Needless to say, none of these conditions can possibly be the direct cause of death. No one dies from restlessness, let alone from flatulence. Perplexed, I emailed the CDC. One official said it was “astonishing” to see reasons like “mouth breathing” on the list. Another said that people who fill out death certificates sometimes use “very unique” terms.

These flawed diagnoses are no laughing matter, however. At a time when some people herald the value of big data, it’s important to remember that mistakes and sloppy records can lead to the misallocation of resources, or worse. So I asked Dr. Dwayne Wolf, Deputy Chief Medical Examiner at the Harris County Institute of Forensic Sciences in Houston, Texas what is going on.

The first reason for the odd fatalities, according to Wolf, is that medical schools provide “minimal training” on how to complete a death certificate. Even skilled physicians might err in how they record a person’s cause of death. Worse, if a physician has not added any information about the cause of death, and the record shows only that the person was originally hospitalized for “low back pain,” then “low back pain” can show up as the official cause of death.

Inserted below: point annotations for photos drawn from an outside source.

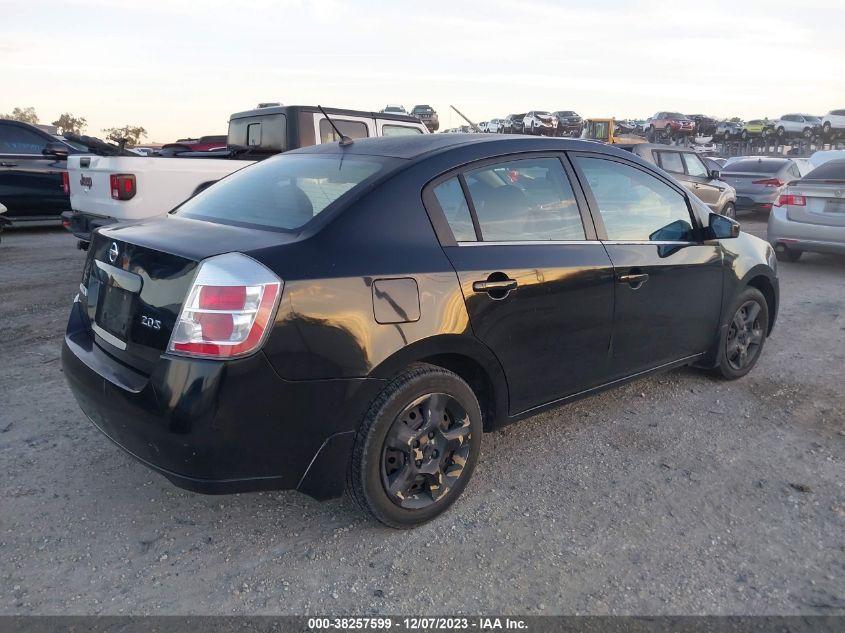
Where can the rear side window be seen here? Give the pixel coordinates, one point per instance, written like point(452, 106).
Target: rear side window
point(634, 205)
point(525, 200)
point(266, 133)
point(352, 129)
point(451, 198)
point(671, 161)
point(695, 167)
point(15, 140)
point(284, 192)
point(399, 130)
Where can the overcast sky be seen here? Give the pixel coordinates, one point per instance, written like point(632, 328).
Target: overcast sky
point(180, 67)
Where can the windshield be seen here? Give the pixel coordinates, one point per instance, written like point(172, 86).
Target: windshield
point(284, 192)
point(756, 166)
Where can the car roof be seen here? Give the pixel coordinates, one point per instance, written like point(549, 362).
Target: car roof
point(420, 145)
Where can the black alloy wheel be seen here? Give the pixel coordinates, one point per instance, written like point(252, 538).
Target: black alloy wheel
point(417, 447)
point(425, 451)
point(746, 334)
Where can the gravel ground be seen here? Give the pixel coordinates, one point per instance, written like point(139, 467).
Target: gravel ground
point(678, 494)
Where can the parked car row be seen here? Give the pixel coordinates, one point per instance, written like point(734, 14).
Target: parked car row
point(535, 122)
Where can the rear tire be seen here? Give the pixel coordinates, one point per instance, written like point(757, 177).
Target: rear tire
point(748, 326)
point(405, 470)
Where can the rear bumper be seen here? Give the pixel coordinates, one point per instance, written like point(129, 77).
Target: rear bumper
point(816, 238)
point(220, 427)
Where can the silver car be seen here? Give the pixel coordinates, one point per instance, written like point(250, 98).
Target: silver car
point(810, 214)
point(692, 172)
point(759, 181)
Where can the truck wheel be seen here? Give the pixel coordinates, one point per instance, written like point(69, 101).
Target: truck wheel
point(417, 447)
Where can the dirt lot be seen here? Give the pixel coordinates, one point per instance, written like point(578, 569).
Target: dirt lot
point(676, 494)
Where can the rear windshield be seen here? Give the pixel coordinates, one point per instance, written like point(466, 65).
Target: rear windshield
point(754, 166)
point(833, 170)
point(284, 192)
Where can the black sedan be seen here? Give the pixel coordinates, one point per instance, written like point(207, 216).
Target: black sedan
point(364, 312)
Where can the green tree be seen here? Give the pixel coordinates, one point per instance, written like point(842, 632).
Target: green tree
point(69, 123)
point(131, 133)
point(27, 115)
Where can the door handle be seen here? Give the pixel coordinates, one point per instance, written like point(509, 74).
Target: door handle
point(635, 280)
point(487, 286)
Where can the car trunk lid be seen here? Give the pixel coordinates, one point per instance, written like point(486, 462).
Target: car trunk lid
point(824, 203)
point(137, 277)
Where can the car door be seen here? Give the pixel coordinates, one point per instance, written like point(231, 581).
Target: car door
point(30, 183)
point(668, 283)
point(537, 285)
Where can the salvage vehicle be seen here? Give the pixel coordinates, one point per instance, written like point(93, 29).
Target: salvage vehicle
point(688, 168)
point(833, 123)
point(804, 125)
point(363, 312)
point(569, 123)
point(606, 131)
point(670, 124)
point(427, 115)
point(809, 215)
point(104, 190)
point(727, 130)
point(704, 125)
point(33, 173)
point(539, 122)
point(759, 181)
point(755, 128)
point(201, 144)
point(513, 124)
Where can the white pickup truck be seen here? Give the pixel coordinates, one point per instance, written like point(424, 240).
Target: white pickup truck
point(108, 189)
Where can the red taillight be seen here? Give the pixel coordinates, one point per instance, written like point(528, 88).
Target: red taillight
point(222, 297)
point(769, 182)
point(229, 308)
point(791, 199)
point(122, 186)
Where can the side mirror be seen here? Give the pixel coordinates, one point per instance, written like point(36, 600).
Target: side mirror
point(722, 227)
point(56, 150)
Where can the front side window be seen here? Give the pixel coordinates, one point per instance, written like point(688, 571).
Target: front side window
point(15, 140)
point(524, 200)
point(284, 192)
point(695, 166)
point(671, 161)
point(634, 205)
point(352, 129)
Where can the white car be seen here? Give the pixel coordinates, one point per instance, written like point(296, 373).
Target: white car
point(833, 121)
point(796, 125)
point(539, 122)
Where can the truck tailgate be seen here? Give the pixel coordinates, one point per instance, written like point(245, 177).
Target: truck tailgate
point(160, 183)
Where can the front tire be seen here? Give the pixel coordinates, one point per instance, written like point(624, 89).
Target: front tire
point(747, 329)
point(417, 447)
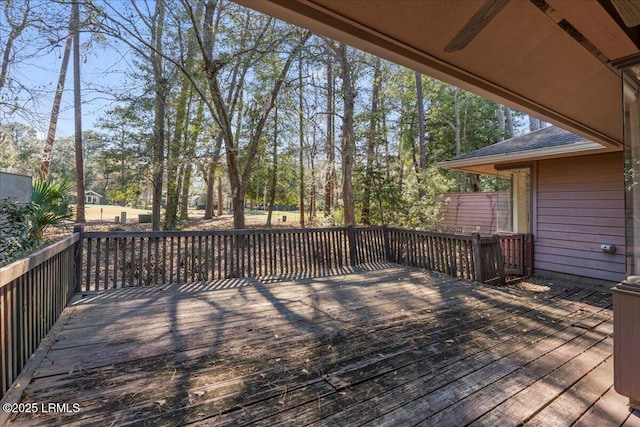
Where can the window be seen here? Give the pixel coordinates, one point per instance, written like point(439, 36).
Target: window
point(514, 205)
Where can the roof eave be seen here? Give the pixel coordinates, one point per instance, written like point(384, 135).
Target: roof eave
point(486, 165)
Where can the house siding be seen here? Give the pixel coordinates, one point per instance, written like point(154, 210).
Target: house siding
point(468, 211)
point(580, 206)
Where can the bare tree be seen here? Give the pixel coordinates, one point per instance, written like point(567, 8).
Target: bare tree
point(55, 109)
point(77, 113)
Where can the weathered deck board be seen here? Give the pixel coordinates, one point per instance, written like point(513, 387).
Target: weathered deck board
point(383, 347)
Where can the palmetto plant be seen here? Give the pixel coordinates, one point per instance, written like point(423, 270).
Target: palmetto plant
point(50, 201)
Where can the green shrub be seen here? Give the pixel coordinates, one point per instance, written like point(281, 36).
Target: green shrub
point(15, 230)
point(51, 205)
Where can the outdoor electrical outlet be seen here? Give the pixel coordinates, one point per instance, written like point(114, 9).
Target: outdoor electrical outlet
point(608, 248)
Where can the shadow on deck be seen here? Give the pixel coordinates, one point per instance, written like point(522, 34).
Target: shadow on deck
point(390, 346)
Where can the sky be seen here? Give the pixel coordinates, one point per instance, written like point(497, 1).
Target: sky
point(38, 67)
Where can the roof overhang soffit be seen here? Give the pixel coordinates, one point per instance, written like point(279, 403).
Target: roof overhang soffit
point(522, 56)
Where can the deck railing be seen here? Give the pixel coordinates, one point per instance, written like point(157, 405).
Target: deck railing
point(33, 293)
point(458, 255)
point(119, 259)
point(35, 290)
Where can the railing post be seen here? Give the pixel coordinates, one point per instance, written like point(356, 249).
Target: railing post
point(477, 255)
point(528, 253)
point(351, 238)
point(387, 246)
point(77, 257)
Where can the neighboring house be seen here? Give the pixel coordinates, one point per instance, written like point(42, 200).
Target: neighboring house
point(90, 197)
point(15, 186)
point(565, 192)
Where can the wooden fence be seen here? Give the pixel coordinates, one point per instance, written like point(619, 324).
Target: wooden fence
point(517, 250)
point(33, 293)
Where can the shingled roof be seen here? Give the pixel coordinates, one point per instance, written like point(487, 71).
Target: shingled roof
point(549, 142)
point(551, 136)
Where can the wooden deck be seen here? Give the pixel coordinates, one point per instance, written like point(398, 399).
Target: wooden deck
point(393, 346)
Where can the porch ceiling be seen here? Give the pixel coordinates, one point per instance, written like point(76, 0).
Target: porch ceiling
point(548, 58)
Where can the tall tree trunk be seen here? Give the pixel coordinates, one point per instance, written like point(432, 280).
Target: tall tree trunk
point(371, 143)
point(55, 109)
point(77, 113)
point(329, 146)
point(160, 88)
point(501, 122)
point(301, 127)
point(184, 197)
point(422, 145)
point(348, 135)
point(274, 173)
point(174, 153)
point(220, 198)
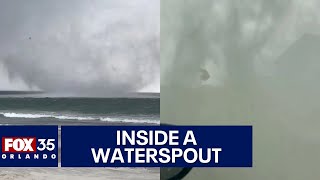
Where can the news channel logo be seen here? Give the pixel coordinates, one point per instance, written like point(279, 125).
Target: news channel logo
point(29, 146)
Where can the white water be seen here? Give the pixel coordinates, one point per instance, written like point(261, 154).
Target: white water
point(80, 118)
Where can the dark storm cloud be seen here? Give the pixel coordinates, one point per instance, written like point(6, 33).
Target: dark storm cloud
point(81, 46)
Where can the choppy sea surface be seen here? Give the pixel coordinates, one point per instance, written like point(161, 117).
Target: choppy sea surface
point(79, 111)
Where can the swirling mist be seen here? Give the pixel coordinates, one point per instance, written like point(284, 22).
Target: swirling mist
point(80, 46)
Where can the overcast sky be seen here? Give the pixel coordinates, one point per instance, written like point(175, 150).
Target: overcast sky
point(80, 46)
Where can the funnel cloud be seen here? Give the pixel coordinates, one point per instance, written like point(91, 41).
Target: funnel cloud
point(80, 46)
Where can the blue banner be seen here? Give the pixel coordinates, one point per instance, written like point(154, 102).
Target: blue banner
point(29, 146)
point(156, 146)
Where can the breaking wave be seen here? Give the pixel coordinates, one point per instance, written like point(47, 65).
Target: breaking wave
point(80, 118)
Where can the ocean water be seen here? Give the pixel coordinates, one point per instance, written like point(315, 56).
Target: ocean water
point(79, 111)
point(60, 111)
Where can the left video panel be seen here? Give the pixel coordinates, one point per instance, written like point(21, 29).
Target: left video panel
point(77, 62)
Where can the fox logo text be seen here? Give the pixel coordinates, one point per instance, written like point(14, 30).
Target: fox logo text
point(14, 144)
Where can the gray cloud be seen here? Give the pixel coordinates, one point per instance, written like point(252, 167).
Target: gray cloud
point(236, 37)
point(95, 47)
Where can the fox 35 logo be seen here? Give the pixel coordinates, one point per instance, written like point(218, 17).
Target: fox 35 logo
point(28, 148)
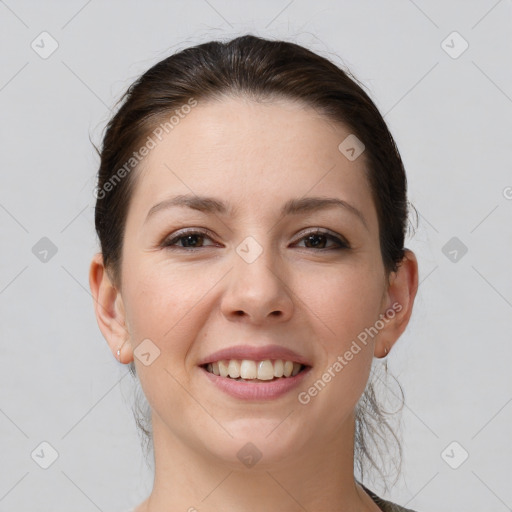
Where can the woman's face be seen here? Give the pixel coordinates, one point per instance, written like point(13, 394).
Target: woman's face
point(253, 282)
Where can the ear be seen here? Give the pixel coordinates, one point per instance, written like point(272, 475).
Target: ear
point(109, 310)
point(397, 303)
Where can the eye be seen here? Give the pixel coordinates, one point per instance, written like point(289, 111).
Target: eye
point(317, 240)
point(192, 239)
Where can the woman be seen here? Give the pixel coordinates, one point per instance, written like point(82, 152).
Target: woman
point(251, 210)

1943 death certificate of John Otto Siegel, presumably with the cause of death noted correctly. (Source: Wikimedia Commons)

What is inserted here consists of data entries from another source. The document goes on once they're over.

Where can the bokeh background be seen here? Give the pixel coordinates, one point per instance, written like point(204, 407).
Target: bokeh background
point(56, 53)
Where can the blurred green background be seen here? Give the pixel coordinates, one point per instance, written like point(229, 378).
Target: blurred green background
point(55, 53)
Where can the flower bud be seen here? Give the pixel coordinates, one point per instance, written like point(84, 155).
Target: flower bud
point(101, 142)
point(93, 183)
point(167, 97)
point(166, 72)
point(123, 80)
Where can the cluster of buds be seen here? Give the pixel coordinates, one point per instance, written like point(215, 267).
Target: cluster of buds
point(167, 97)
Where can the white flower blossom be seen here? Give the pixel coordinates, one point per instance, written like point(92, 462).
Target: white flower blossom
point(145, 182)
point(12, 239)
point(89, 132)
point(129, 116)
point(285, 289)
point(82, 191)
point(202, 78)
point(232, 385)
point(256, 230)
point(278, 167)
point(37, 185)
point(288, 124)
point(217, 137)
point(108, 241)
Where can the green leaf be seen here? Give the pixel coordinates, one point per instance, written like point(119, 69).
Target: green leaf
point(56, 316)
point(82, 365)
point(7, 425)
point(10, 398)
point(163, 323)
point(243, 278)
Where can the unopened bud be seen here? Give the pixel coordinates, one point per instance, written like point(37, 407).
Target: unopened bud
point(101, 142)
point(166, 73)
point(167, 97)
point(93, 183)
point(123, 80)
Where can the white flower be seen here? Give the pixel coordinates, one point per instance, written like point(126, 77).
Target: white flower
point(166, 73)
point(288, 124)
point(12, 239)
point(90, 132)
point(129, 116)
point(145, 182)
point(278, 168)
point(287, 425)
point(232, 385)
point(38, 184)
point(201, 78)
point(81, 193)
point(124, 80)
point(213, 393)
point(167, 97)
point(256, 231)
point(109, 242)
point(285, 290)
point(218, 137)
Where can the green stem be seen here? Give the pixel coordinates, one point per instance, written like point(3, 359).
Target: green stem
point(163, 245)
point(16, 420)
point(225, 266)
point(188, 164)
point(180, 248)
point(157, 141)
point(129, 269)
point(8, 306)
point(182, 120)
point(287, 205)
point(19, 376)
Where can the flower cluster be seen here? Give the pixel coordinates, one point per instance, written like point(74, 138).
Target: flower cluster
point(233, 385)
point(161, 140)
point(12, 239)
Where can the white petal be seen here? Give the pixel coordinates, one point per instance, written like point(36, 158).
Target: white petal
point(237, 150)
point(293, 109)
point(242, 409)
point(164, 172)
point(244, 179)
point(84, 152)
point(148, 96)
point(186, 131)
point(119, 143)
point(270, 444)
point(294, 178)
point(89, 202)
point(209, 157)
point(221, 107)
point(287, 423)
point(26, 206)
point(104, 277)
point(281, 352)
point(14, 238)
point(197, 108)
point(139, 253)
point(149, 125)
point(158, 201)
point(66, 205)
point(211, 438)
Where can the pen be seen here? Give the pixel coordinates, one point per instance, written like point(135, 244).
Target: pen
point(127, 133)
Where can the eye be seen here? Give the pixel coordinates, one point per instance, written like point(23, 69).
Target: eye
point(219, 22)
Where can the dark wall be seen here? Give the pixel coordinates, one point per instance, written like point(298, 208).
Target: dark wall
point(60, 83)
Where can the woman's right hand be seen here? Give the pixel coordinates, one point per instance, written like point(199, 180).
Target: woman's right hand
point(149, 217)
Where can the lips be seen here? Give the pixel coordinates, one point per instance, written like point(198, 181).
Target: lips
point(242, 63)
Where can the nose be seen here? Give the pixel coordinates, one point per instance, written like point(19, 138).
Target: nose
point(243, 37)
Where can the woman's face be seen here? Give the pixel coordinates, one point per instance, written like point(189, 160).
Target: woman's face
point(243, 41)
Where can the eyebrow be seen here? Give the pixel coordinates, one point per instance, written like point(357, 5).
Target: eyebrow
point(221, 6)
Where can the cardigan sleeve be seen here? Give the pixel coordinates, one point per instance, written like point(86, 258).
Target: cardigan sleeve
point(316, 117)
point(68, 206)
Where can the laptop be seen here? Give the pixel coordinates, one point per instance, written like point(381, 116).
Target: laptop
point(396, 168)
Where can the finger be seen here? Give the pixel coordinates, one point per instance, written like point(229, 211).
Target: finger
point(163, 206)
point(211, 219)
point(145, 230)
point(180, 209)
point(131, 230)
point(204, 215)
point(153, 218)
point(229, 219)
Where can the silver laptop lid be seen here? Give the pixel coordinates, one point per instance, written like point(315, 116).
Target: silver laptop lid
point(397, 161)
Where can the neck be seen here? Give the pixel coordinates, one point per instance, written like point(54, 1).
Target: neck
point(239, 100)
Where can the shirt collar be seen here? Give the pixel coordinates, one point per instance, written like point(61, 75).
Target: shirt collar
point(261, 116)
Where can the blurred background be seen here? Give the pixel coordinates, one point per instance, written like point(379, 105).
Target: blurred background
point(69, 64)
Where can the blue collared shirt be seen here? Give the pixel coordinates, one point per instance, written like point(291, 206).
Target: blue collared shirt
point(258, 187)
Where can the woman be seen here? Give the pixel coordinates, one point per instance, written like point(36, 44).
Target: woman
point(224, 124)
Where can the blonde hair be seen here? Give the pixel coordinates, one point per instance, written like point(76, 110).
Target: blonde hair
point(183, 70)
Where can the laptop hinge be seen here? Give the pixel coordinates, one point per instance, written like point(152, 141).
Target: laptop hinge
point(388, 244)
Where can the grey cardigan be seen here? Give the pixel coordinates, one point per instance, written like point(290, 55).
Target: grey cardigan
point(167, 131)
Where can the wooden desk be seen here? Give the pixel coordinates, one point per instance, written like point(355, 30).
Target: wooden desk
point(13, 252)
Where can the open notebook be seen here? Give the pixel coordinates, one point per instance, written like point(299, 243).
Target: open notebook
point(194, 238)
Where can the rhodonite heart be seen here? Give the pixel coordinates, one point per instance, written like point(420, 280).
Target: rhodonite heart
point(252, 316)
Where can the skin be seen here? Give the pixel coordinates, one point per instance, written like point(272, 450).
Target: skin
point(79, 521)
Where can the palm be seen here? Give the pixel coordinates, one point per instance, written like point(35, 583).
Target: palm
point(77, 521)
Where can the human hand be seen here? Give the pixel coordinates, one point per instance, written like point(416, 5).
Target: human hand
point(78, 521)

Second, coroners can be elected with no medical training whatsoever. In Texas, for example, only a handful of counties have medical examiners. In the rest of the state, an elected justice of the peace supervises death investigations. Wolf said these individuals are often “flying by the seat of their pants” due to their lack of medical training. As a National Academy of Sciences report pointed out, “The disconnect between the determination a medical professional may make regarding the cause and manner of death and what the coroner may independently decide and certify . . . remains the weakest link in the process.”

It’s not just Texas. A Bureau of Justice Statistics report from 2007 counted 1,590 county coroners serving in 27 states, and noted that, “coroners may be lay persons.” Indeed, a few years back, an 18-year-old girl in Indiana made the news for becoming the state’s youngest coroner while still in high school.

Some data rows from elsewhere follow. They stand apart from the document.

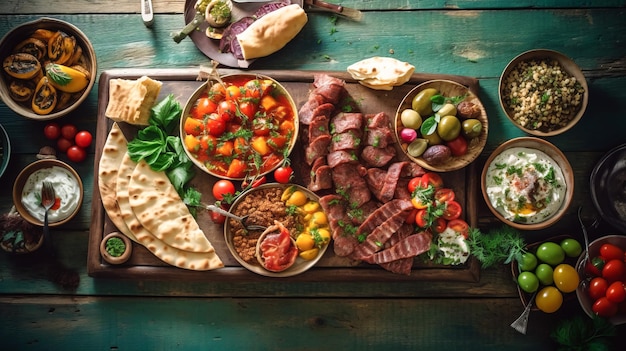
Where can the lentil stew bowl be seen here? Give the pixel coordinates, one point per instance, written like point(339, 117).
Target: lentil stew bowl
point(296, 207)
point(543, 92)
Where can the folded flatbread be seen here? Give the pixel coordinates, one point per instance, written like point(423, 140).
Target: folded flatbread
point(272, 32)
point(381, 73)
point(160, 209)
point(199, 261)
point(115, 148)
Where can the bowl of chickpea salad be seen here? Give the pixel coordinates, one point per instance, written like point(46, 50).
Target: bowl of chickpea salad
point(543, 92)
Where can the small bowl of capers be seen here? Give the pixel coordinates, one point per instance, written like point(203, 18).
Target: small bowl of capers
point(49, 67)
point(441, 125)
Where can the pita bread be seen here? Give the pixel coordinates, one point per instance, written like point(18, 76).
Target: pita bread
point(161, 211)
point(110, 161)
point(381, 73)
point(168, 254)
point(130, 101)
point(272, 32)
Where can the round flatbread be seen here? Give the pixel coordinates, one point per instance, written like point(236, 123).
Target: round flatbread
point(160, 210)
point(113, 153)
point(166, 253)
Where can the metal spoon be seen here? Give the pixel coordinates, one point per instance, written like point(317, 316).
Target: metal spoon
point(242, 220)
point(47, 201)
point(521, 323)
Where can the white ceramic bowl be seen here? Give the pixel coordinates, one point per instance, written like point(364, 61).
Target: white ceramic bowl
point(556, 155)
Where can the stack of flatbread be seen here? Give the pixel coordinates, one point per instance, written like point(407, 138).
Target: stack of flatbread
point(144, 205)
point(381, 73)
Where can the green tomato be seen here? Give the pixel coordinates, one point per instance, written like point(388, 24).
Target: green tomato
point(528, 282)
point(550, 253)
point(571, 247)
point(527, 262)
point(544, 273)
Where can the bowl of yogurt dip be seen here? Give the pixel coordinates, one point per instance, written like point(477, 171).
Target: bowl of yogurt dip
point(67, 185)
point(527, 183)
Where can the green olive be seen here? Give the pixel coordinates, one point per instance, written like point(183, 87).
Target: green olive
point(447, 110)
point(433, 139)
point(411, 119)
point(472, 128)
point(417, 147)
point(449, 128)
point(421, 102)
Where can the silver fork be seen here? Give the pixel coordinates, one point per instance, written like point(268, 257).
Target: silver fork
point(47, 201)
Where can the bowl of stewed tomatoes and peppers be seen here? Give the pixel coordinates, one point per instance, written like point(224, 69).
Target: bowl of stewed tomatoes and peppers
point(240, 127)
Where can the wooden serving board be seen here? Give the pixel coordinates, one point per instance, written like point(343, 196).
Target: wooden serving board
point(182, 83)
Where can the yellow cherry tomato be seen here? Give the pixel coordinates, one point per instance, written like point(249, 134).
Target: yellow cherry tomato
point(565, 278)
point(309, 254)
point(549, 299)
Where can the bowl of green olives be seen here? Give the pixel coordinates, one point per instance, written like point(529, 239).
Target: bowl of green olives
point(543, 92)
point(441, 125)
point(49, 67)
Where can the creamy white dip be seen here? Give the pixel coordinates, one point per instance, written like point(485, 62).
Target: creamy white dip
point(525, 185)
point(65, 186)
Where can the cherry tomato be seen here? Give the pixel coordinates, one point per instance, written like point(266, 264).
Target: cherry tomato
point(248, 108)
point(226, 110)
point(64, 144)
point(83, 139)
point(458, 145)
point(603, 307)
point(203, 107)
point(433, 179)
point(222, 188)
point(214, 125)
point(76, 153)
point(459, 226)
point(453, 210)
point(611, 252)
point(52, 131)
point(439, 225)
point(414, 183)
point(217, 218)
point(597, 288)
point(443, 195)
point(421, 218)
point(616, 292)
point(614, 270)
point(69, 131)
point(549, 299)
point(283, 174)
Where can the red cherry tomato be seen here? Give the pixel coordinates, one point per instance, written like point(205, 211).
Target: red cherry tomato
point(453, 210)
point(459, 226)
point(597, 288)
point(414, 183)
point(443, 195)
point(76, 153)
point(421, 218)
point(69, 131)
point(433, 179)
point(614, 270)
point(604, 308)
point(283, 174)
point(64, 144)
point(611, 252)
point(222, 188)
point(616, 292)
point(439, 225)
point(83, 139)
point(458, 146)
point(52, 131)
point(204, 107)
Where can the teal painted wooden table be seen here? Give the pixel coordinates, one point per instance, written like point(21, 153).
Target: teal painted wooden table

Worse still perhaps, Wolf told me that death certificates are generally “very inaccurate” even when it comes to the “big killers” like heart disease and cancer. “There are cases where somebody with lung cancer gets listed with bronchopneumonia as the cause of death,” says Wolf, explaining that whoever fills out a death certificate may list a related medical complication rather than the true underlying cause of death.

A recent survey of several hundred medical residents in New York City found that only a third believed in the accuracy of cause-of-death reporting. A 2014 New Yorker article reported that an in-depth investigation of 2,683 deceased participants in the Framingham Heart Study suggested that “national mortality statistics, which are based on death certificate data, may overestimate the frequency of coronary heart disease by 7.9 percent to 24.3 percent overall and by as much as two-fold in older persons.” And a study from the American Academy of Neurology in 2014 found that “deaths from Alzheimer’s disease far exceed the numbers reported by the CDC and those listed on death certificates.”

These systematic inaccuracies should give us pause about the much-heralded era of “big data” in medicine. How can anyone use this information to research how medical treatments or the effect of nutrition affect mortality when something as basic as the cause of death might be misreported? And without reliable research, how can society know where to allocate precious research dollars related to health and mortality? If big data is going to be of any use to medical professional and public, better training and oversight is needed for those who compile such records, and anyone seeking to use the information must remember that, as The New York Times put it, some “janitor work” is required in order to draw insights.

After all, we don’t want to mistakenly invest large sums in the fight against mouth breathing.